What is Maximum Likelihood Estimation (MLE)?+
Maximum Likelihood Estimation is a general method for finding the parameter value that makes the observed data most probable. For the population mean under normality, MLE gives x̄ (sample mean). For a proportion, MLE gives p̂ = x/n. MLE is asymptotically unbiased and efficient (minimum variance among consistent estimators for large n), making it the default choice in most situations.
What is the Wilson Score confidence interval?+
The Wilson Score CI is a confidence interval for a proportion p that adjusts for the known inaccuracy of the Wald interval (p̂ ± z × SE) when p̂ is near 0 or 1, or n is small. The center of the Wilson CI is pulled slightly toward 0.5: p̃ = (p̂ + z²/(2n)) / (1 + z²/n), with half-width adjusted accordingly. The Wilson CI always falls within [0, 1] and has better actual coverage than the Wald CI, especially for extreme proportions.
What is Laplace smoothing?+
Laplace smoothing (add-one smoothing) is a simple Bayesian estimate for proportions: p̂_Laplace = (x + 1) / (n + 2). It assumes a uniform prior on p ∈ [0,1]. Adding a pseudocount of 1 to both numerator and denominator prevents estimates of exactly 0 or 1, which can be problematic in subsequent calculations (e.g., log-likelihood). It is commonly used in natural language processing and naive Bayes classifiers.
What is the Jeffreys estimate?+
The Jeffreys estimate uses a Jeffreys prior (Beta(0.5, 0.5), the non-informative prior for proportions): p̂_Jeffreys = (x + 0.5) / (n + 1). It adds half a pseudocount rather than a full one, giving less shrinkage toward 0.5 than Laplace. The Jeffreys estimate is theoretically motivated - the Jeffreys prior is invariant under reparameterisation. It produces Wilson-like CIs and is generally preferred over Laplace for proportion estimation.
When should I use a point estimate vs a confidence interval?+
A point estimate is a single best guess, useful for prediction or reporting a summary statistic. A confidence interval (CI) quantifies the uncertainty around that estimate - it says 'with 95% confidence, the true parameter lies within this range.' In practice, always report both: the point estimate tells you the central value, and the CI tells you how precise that estimate is. A narrow CI indicates high precision (large n or small variance); a wide CI indicates high uncertainty.

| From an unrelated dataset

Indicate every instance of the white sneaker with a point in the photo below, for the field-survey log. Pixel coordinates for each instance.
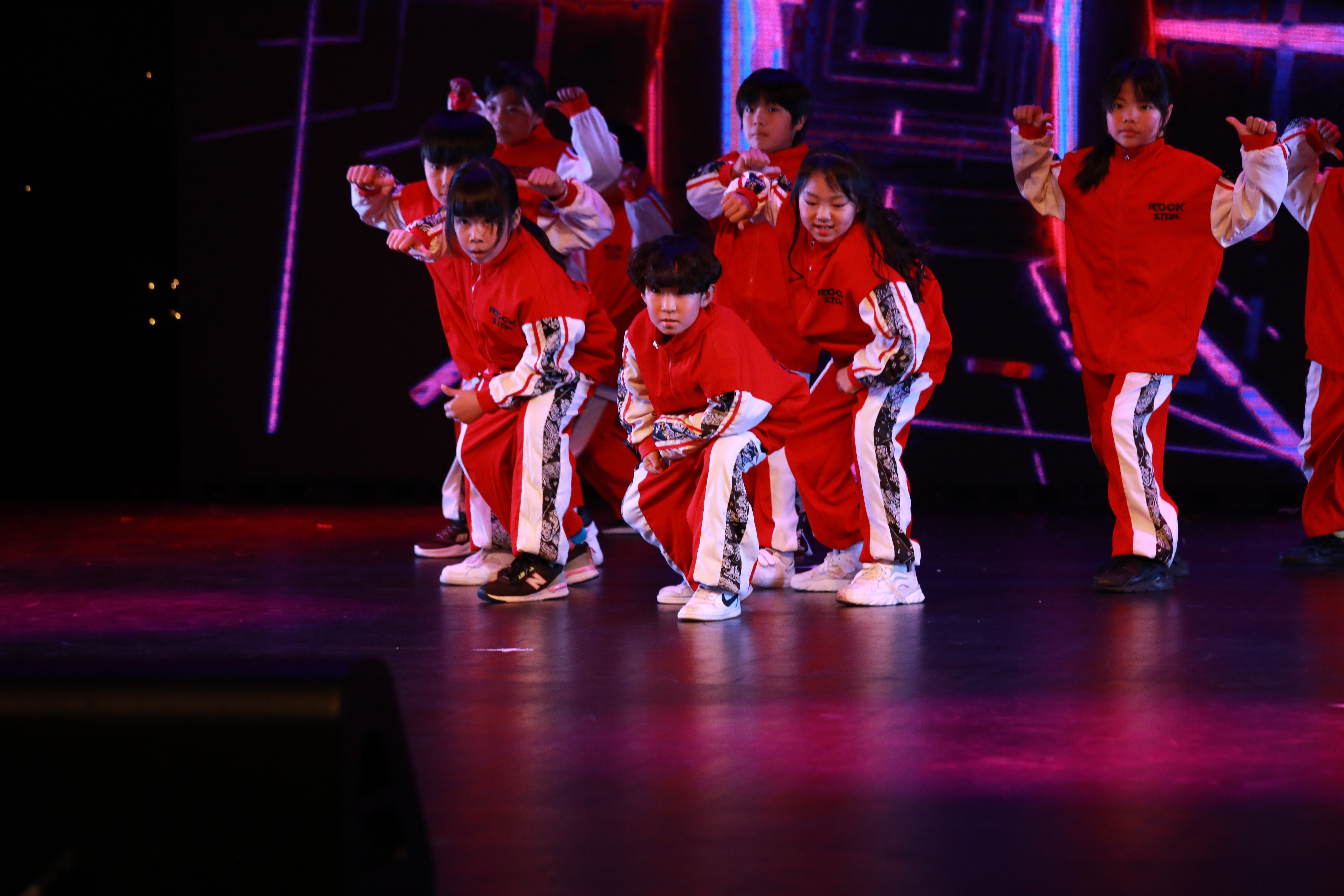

What is standard error and how does it differ from standard deviation?+
The standard deviation (s) measures the spread of individual observations around the sample mean. The standard error of the mean (SE = s/√n) measures the precision of the sample mean as an estimator of the population mean - it decreases as n increases. For proportions, SE = √(p̂(1−p̂)/n). The SE is the standard deviation of the sampling distribution of the estimator, not of the data itself.
What is the margin of error?+
The margin of error (MoE) is the half-width of a confidence interval: MoE = z × SE. For a 95% CI, z = 1.96. For example, if a poll shows 54% support with n = 1000, SE = √(0.54×0.46/1000) = 0.01575, and MoE = 1.96 × 0.01575 ≈ ±3.1%. The full 95% CI is (50.9%, 57.1%). Margin of error decreases with larger n - to halve it, you need to quadruple the sample size.